彼は、ヘルメットを脱ぐと、にこやかな笑みを浮かべ、室内の者たちにあいさつした。

「やあ。
リネンたちがまるで助けにこないので、自分で脱獄したベスティエ・メソニクスだよ。
PMRは、僕以外の重要メンバーの救済で忙しそうだからね。僕は、こうしてコスプレして所内をまわってみつけてもらうのを待ってるんだ。さみしいやつとは、言わないでくれたまえ。
ああ、すまない。
ロバートの話なんだが、ここに彼が入って、その後、緋桜 遙遠が忍び込んでからは、誰もこの部屋には、入っていないよ。
ここに立っていた僕が言うんだ。間違いない。
遙遠が入るのを見逃したのは、その方がおもしろそうだったからさ。
断言するよ。
ロバートと遙遠以外は、誰も入室していない。
もちろん、退室もだ。
となると、もし遙遠がやったのでなければ、ロバートは、密室状態で殺害されたことになるんだよ。

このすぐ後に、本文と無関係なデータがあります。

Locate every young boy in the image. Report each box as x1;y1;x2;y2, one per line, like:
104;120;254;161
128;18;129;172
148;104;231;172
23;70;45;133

暗殺者だの忍者だのが、密室殺人の謎に立ち向かうなんて、おもしろいと思わないかい。
解けるかどうかは別としてね。
それでは、僕は見回りに行くとするよ。コリィベルのスタッフは意外に忙しいんでね。
ここでの殺人の処理? それは僕の仕事ではないね。
これくらいのトラブルは、ここでは簡単な事故扱いで清掃スタッフが片付けてそれで終りさ。
そうそう、怪しげな僕の言葉を信じるも信じないもきみたちの自由だ。
健闘を祈るよ。
じゃあ」

長身の獣人は、再びヘルメットをかぶるとどこかへと行ってしまった。